The construction industry has been facing two major problems as of recent— a decreasing labor force and having to maintain environmental sustainability on projects. The industry is having difficulty addressing the decrease in available workers with unemployment at record lows while more people are choosing a college education over jobs in construction and other technical trades.
The practice of green construction, however, has seen much more success and popularity within the sector.
20 percent of the world’s emissions are emitted from the building and construction industry, according to a report by the World Green Building Council. Many building companies have been experimenting with recyclable materials and even products like self-healing asphalt.
A new way to “build green” that has been getting a lot of attention is timber. Once thought as an antiquated material with more pitfalls than benefits, many big cities across the nation are experimenting with “mass timber buildings” that could provide some important eco-friendly results.
There are three major advantages to “tall timber” structures: the material emits far less carbon dioxide than comparable materials, is more fire-resistant than concrete, and can turn out to be significantly cheaper than steel. However, many cities currently have restrictions on the height that wood-based structures can build to, reducing the ability for timber to be used in many commercial projects.
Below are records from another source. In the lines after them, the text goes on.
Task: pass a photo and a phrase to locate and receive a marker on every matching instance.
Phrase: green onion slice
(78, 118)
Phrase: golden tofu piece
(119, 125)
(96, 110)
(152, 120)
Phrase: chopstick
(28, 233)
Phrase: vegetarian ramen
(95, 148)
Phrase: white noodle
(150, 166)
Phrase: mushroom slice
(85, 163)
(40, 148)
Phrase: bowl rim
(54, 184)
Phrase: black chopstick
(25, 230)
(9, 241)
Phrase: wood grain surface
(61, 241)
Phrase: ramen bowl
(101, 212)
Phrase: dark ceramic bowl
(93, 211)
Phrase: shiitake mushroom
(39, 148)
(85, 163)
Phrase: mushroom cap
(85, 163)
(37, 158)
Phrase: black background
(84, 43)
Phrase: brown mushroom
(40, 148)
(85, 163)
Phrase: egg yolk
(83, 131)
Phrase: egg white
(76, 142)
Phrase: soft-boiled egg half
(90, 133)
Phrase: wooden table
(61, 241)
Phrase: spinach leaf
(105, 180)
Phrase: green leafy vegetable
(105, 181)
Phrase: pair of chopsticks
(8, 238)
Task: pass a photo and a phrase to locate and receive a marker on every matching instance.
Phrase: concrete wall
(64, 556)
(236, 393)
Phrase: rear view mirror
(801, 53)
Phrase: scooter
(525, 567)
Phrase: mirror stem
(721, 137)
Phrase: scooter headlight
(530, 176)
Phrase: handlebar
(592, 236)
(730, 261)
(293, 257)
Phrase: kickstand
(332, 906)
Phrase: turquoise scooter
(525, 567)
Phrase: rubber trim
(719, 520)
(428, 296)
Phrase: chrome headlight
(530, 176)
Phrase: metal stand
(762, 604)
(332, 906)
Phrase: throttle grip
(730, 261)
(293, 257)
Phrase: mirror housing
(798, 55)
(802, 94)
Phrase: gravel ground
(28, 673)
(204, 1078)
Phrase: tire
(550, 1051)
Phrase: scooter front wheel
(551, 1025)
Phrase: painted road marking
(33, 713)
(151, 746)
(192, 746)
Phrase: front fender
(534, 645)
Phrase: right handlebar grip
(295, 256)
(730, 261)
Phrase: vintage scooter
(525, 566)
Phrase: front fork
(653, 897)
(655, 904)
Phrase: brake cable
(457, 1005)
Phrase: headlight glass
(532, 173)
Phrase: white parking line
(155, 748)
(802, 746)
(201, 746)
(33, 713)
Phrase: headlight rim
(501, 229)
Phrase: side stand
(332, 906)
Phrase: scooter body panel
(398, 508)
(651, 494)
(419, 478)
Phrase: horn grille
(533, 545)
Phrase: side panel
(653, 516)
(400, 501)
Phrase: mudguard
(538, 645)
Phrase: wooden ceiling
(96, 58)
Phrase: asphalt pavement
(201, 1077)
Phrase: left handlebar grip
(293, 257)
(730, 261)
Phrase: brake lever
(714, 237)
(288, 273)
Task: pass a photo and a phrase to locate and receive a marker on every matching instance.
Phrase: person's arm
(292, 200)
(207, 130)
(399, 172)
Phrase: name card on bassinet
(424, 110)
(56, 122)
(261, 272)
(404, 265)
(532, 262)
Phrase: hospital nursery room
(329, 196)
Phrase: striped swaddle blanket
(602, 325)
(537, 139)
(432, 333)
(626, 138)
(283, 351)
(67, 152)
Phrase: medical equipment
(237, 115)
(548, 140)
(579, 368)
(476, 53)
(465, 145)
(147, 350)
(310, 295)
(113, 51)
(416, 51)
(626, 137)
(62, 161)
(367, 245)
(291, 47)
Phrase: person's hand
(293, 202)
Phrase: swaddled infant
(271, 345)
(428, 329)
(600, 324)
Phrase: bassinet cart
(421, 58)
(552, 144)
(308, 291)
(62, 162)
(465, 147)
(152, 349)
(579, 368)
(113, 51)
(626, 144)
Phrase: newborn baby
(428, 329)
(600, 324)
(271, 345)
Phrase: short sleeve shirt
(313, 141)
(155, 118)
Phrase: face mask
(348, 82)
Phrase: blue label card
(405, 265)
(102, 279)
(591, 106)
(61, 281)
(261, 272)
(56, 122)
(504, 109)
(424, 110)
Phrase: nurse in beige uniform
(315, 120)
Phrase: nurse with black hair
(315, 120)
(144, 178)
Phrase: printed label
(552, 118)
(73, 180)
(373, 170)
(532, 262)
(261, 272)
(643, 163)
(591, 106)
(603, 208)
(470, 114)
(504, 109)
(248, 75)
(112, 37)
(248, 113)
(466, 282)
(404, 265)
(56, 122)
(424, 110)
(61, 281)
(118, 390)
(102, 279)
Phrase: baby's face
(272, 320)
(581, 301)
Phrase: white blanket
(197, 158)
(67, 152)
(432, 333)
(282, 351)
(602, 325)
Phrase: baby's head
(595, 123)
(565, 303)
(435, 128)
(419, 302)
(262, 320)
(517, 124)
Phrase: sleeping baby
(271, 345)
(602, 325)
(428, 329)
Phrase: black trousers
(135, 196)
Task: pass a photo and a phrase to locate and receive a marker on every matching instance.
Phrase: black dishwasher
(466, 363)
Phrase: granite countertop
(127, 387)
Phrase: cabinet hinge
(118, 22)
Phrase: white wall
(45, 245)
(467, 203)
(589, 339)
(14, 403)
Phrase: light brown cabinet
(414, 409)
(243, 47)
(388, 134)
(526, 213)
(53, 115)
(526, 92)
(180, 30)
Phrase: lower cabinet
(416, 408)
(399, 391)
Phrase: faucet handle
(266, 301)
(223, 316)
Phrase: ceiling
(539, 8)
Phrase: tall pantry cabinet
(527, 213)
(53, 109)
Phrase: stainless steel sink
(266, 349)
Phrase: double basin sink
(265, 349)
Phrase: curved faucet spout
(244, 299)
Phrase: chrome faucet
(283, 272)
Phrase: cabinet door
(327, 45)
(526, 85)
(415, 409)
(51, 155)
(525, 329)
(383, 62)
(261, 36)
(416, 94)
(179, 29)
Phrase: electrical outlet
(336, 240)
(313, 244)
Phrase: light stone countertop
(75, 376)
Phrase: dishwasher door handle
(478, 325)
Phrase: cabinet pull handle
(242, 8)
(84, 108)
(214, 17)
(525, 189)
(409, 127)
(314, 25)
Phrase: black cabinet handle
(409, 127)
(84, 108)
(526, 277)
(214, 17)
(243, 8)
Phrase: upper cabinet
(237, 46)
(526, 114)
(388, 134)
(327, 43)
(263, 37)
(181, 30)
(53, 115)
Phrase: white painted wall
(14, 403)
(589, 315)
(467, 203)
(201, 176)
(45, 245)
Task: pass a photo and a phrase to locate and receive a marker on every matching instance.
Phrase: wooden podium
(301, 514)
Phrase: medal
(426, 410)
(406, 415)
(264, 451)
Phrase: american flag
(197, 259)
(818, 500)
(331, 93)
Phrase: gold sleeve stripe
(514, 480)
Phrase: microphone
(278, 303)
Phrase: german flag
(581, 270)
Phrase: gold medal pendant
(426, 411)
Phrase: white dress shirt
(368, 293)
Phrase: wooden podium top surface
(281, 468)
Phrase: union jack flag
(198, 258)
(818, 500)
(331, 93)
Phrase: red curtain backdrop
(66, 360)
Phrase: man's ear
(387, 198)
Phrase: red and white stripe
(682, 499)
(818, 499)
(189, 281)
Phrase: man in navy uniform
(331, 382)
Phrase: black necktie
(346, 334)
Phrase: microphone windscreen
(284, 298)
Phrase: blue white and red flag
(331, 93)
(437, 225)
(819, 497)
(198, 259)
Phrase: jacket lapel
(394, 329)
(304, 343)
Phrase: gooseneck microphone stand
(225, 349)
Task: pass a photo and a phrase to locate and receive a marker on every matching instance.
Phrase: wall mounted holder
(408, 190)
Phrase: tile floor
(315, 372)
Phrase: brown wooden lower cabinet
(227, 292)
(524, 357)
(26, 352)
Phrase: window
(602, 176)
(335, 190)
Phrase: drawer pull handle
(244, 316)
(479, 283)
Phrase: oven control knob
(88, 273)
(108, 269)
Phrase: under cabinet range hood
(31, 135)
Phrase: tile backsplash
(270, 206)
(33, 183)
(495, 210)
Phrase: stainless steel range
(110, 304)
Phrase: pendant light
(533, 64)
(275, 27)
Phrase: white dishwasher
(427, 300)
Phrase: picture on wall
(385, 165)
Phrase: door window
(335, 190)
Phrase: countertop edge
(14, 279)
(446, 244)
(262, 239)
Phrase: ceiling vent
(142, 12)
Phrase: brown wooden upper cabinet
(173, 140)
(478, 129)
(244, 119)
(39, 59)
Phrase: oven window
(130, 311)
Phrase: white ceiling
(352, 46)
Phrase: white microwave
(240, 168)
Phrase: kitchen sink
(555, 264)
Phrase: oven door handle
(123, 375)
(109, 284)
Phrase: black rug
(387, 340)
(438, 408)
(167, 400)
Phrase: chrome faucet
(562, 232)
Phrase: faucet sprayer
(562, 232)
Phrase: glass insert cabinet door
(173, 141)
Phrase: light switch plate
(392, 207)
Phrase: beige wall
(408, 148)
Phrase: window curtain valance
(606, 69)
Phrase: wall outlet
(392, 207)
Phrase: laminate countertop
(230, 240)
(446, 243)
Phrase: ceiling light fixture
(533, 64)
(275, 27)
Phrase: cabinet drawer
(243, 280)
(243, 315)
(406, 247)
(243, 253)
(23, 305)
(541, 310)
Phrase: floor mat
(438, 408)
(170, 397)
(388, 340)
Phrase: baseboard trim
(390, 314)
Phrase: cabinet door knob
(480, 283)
The state of Oregon became the first in the US to legalize mass timber structures, eliminating the six-story height restriction previously placed on wooden structures and enabling the construction of some of the first wooden high-rises in the country.
In Toronto, Sidewalk Labs, a subsidiary of Google’s parent company Alphabet, is building a high-tech sustainable neighborhood in the heart of the city that could end up being the largest mass timber development in the world.
Plan on hearing more about mass timber use in a construction development as cities loosen restrictions in an effort to increase sustainability. From New York to Chicago, plans for mass timber high-rises and mixed-use buildings are being seriously considered and legislated appropriately.